Lo psichiatra Paolo Crepet è intervenuto su Radio Cusano Campus e ha analizzato il risultato di una ricerca secondo la quale un adolescente su 4 soffre di depressione a causa del covid.
“Le persone normali osservano, quelle intelligenti prevedono. Avevo detto e scritto ad inizio pandemia che questo sarebbe accaduto. Per cogliere certi segnali basta andare in una piazza di una grande città per vedere cosa accade ai ragazzi. Il disagio non è nato con la pandemia, arriva da lontano. 30 anni fa proposi la figura dello psicologo scolastico ed i presidi mi risposero che non capivo nulla”.
“Non basta mandare qualcuno in una clinica a prendersi una “glucosata” con qualcosa dentro, questo si chiama pedofobia, odio nel confronto dei giovani.
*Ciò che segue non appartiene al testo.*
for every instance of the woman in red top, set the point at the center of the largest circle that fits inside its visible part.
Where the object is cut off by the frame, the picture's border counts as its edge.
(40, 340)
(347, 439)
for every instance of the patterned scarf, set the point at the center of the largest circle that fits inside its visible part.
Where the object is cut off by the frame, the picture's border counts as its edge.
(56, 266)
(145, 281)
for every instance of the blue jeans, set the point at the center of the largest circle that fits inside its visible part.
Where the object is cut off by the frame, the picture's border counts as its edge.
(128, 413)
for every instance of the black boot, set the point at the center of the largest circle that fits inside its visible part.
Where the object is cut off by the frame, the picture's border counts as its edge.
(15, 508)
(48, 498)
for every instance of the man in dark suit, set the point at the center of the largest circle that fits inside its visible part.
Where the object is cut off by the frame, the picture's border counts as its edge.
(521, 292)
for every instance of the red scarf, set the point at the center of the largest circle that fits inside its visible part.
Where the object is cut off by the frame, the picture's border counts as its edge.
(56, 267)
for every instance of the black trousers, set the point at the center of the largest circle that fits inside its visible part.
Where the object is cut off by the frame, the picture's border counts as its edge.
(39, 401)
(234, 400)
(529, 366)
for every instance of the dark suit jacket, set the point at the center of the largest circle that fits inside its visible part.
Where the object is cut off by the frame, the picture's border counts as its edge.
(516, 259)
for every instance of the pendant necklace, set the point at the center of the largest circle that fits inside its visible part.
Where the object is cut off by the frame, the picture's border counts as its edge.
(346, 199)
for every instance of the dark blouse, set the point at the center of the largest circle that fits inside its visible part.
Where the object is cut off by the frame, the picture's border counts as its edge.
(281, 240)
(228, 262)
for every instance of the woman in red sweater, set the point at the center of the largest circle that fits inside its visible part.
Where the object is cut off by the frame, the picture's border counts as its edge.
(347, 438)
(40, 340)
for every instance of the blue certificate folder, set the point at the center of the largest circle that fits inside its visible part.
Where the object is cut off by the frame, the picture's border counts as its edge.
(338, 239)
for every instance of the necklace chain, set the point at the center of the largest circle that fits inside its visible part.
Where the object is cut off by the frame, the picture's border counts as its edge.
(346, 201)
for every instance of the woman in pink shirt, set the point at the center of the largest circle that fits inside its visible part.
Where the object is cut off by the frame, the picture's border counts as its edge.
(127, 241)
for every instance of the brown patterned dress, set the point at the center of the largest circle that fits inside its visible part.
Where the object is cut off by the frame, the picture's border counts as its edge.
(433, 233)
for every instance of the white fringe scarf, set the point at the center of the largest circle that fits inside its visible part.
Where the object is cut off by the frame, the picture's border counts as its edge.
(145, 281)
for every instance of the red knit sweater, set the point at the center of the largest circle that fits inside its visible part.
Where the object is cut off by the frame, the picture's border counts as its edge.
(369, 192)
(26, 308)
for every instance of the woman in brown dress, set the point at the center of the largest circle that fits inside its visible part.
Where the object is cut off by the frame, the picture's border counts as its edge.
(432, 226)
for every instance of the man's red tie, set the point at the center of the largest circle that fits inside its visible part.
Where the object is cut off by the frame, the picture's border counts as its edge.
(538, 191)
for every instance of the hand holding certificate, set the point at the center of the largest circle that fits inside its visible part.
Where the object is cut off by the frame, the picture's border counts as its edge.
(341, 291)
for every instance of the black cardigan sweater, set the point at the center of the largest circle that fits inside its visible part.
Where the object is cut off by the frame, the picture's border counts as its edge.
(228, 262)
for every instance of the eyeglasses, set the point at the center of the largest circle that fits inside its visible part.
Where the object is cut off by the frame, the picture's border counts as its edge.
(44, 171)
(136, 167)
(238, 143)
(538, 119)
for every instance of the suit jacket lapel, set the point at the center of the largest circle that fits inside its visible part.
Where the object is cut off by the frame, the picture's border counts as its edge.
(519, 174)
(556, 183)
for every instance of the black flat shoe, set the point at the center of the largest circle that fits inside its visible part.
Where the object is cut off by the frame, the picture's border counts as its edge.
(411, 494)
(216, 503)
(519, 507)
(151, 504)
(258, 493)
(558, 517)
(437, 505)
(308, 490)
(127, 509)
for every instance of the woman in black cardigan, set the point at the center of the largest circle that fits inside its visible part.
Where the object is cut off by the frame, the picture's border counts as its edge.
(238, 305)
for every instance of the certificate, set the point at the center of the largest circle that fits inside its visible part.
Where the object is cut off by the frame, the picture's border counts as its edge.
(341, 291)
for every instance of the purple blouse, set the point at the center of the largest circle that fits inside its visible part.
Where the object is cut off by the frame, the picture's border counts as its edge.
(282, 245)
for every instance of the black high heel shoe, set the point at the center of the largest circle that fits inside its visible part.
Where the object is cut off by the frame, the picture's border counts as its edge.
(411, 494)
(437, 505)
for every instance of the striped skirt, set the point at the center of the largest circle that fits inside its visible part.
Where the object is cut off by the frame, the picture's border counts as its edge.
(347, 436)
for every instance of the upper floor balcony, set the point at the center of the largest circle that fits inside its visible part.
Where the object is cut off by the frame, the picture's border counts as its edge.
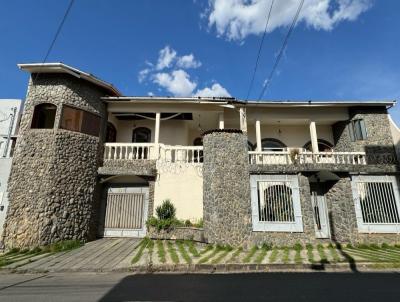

I figli non sono macchine da rimettere a posto, serve tempo per aiutarli. Se avessi 16 anni sarei incazzatissimo per come si continua a trattare i giovani”.
“La DAD ha fatto dei macelli. Immaginate cosa vuol dire per un adolescente in piena crescita stare in casa con la mamma sempre. Ad esempio non si vendono più motorini. È un disastro perché vuol dire non c’è più libertà. Per noi i 14 anni erano una festa, dovevamo rompere le palle ai genitori per farci fare il motorino. L’educazione per gli adulti è avere il coraggio di fidarsi dei giovani che invece devono sfidare le proprie libertà. Se non accade questo come cavolo si fa ad aver coraggio di fidarsi di un figlio, soprattutto se è chiuso in camera?”.
Crepet ha attaccato ancora la gestione del sistema scolastico: “Dei mononeuronici hanno proposto di togliere l’esame di italiano dalla maturità. Sarebbe stato interessante chiedere di scrivere l’esperienza dei giovani durante la pandemia ed il lockdown. Ho proposto a privati e ad alcune importanti Amministrazioni regionali un progetto di centro anticrisi per gli adolescenti, ma pare non interessi”.
Crepet è preoccupato per il futuro: “Non vorrei che quei bambini cresciuti in pandemia passassero da una galera domestica ad una galera tecnologica scolastica. Non vorrei che venisse violato un diritto universale, ovvero giocare con gli altri, quindi stare all’interno di una comunità che ha delle regole e che va a sviluppare il talento. Questo diceva Maria Montessori, ma oggi siamo lontani anni luce dal suo pensiero. I giovani di questa generazione sono gli amministratori delegati di domani. Oggi tante aziende, nel cambio generazionale, muoiono perché non possono lasciare il comando ai figli, perché non sanno fare nulla”.